Commentary on Deuteronomy 32:19-25
(Read Deuteronomy 32:19-25)
The revolt of Israel was described in the foregoing verses, and here follow the resolves of Divine justice as to them. We deceive ourselves, if we think that God will be mocked by a faithless people. Sin makes us hateful in the sight of the holy God. See what mischief sin does, and reckon those to be fools that mock at it.
Commentary on Deuteronomy 32:26-38
(Read Deuteronomy 32:26-38)
The idolatry and rebellions of Israel deserved, and the justice of God seemed to demand, that they should be rooted out. But He spared Israel, and continues them still to be living witnesses of the truth of the Bible, and to silence unbelievers. They are preserved for wise and holy purposes and the prophecies give us some idea what those purposes are. The Lord will never disgrace the throne of his glory. It is great wisdom, and will help much to the return of sinners to God, seriously to consider their latter end, or the future state. It is here meant particularly of what God foretold by Moses, about this people in the latter days; but it may be applied generally. Oh that men would consider the happiness they will lose, and the misery they will certainly plunge into, if they go on in their trespasses! What will be in the end thereof? Jeremiah 5:31. For the Lord will in due time bring down the enemies of the church, in displeasure against their wickedness. When sinners deem themselves most secure, they suddenly fall into destruction. And God's time to appear for the deliverance of his people, is when things are at the worst with them. But those who trust to any rock but God, will find it fail them when they most need it. The rejection of the Messiah by the Jewish nation, is the continuance of their ancient idolatry, apostacy, and rebellion. They shall be brought to humble themselves before the Lord, to repent of their sins, and to trust in their long-rejected Mediator for salvation. Then he will deliver them, and make their prosperity great.

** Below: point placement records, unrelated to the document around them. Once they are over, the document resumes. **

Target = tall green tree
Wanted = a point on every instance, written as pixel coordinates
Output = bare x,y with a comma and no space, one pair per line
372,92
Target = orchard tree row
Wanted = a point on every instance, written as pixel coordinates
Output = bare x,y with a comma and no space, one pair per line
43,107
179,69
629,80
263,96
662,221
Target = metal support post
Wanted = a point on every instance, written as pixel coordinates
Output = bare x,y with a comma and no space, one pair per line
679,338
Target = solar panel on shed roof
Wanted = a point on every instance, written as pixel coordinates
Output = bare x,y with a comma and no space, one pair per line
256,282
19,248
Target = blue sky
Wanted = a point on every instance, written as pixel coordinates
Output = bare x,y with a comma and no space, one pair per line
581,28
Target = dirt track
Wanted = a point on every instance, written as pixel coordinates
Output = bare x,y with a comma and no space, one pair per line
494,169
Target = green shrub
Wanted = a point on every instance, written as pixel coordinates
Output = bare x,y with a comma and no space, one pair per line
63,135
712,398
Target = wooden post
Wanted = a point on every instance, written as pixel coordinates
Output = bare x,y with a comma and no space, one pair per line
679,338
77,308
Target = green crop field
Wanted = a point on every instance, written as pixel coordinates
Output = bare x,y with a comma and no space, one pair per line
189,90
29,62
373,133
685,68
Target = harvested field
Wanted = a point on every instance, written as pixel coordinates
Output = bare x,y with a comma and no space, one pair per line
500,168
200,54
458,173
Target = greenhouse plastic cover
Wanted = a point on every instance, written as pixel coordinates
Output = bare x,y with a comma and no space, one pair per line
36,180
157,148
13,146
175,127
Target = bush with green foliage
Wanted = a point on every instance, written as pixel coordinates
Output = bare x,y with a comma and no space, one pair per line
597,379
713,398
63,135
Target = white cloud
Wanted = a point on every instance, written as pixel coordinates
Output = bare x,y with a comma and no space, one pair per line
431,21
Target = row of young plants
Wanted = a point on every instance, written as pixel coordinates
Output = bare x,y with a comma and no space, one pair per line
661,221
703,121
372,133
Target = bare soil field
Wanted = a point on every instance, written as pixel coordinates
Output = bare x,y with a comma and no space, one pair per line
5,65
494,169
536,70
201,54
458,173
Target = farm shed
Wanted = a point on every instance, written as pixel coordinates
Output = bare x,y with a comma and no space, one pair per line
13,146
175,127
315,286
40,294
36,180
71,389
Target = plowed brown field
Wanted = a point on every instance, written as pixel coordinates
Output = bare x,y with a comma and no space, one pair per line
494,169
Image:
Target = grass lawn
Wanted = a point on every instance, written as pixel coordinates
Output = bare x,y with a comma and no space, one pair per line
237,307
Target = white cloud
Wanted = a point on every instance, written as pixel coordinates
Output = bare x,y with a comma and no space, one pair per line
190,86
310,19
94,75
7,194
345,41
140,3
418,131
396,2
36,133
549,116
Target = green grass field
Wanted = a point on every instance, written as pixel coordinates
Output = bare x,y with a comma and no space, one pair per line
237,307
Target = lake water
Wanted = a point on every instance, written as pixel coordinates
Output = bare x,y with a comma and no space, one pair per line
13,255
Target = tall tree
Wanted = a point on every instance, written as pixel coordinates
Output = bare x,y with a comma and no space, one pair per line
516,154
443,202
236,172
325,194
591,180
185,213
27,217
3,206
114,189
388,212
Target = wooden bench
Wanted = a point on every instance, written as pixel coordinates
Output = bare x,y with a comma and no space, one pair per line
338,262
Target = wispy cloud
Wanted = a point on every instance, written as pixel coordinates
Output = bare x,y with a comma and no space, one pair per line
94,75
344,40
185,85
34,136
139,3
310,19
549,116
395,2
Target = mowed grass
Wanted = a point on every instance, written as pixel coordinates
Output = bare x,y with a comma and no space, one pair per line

Commentary on Deuteronomy 32:39-43
(Read Deuteronomy 32:39-43)
This conclusion of the song speaks, 1. Glory to God. No escape can be made from his power. 2. It speaks terror to his enemies. Terror indeed to those who hate him. The wrath of God is here revealed from heaven against them. 3. It speaks comfort to his own people. The song concludes with words of joy. Whatever judgments are brought upon sinners, it shall go well with the people of God.
Commentary on Deuteronomy 32:44-47
(Read Deuteronomy 32:44-47)
Here is the solemn delivery of this song to Israel, with a charge to mind all the good words Moses had said unto them. It is not a trifle, but a matter of life and death: mind it, and you are made for ever; neglect it, and you are for ever undone. Oh that men were fully persuaded that religion is their life, even the life of their souls!